Identification of breast cancer molecular subtypes

Haibe-Kains B
Introduction : Since the advent of array-based technology and the sequencing of the human genome, scientists attempted to bring new insights into breast cancer biology and prognosis. From gene expression data, Perou et al. highlighted the key molecular differences between breast tumors by identifying sets of co-expressed genes and tumors sharing similar « genetic portraits » (Perou et al, Nature 2000). Using a hierarchical clustering method in combination with a large set of genes (called the « intrinsic gene list » in the literature), several subtypes were identified based mainly on ER and HER2 phenotypes and proliferation. Although these early results were promising, the clustering model developed in the original publications suffers from serious drawbacks, i.e. its instability and the difficulty to apply it to new data (Pusztai et al., The Oncologist 2006).
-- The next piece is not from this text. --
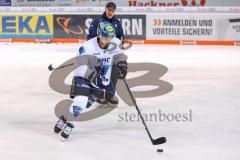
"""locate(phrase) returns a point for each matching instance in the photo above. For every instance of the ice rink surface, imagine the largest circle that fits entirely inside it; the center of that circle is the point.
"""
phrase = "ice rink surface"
(206, 80)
Methods : In order to address these concerns, we recently introduced a new clustering model to robustly identify the breast cancer molecular subtypes. This model consists in : (i) identifying gene modules, i.e. sets of genes that are specifically co-expressed with genes of interest; and (ii) identifying molecular subtypes using a simple model-based clustering in a low dimensional space defined by these gene modules (Wirapati et al., BCR 2008; Desmedt et al. CCR 2008).

Results : From two large microarray datasets (> 600 patients), seven gene modules were built in order to represent key biological processes in breast cancer : ER phénotype (ESR1),  HER2 phenotype (ERBB2), proliferation (AURKA), immune response (STAT1), angiogenesis (VEGF), tumor invasion (PLAU) and apoptosis (CASP3). Since previous publications highlighted the relevance of ER and HER2 phenotypes for breast cancer subtypes identification, recently confirmed by (Kapp et al., BMC Genomics 2006), we used the ESR1 and ERBB2 module scores to fit our model-based clustering. The model was built on a series of 344 breast cancer patients. The resulting classification was shown to be robust in a set of 14 independent microarray datasets, including > 2700 patients.

Conclusion : This method has several advantages compared to the previously published hierarchical clustering: (i) the low-dimensionality of the input space (two dimensions) increases the stability of the clustering and facilitates the visualization of the clustering results; (ii) the low computational cost; (iii) the model is easily applicable to new data; (iv) the model returns probabilities for a patient to belong to each subtype, facilitating the interpretation of the results. Moreover, this novel clustering model yields robust classifications in numerous microarray datasets. Given its easy applicability and its good performance, this new model could be used by doctors in order to study the prognosis and the effect of treatments with respect to the molecular subtypes of breast cancer.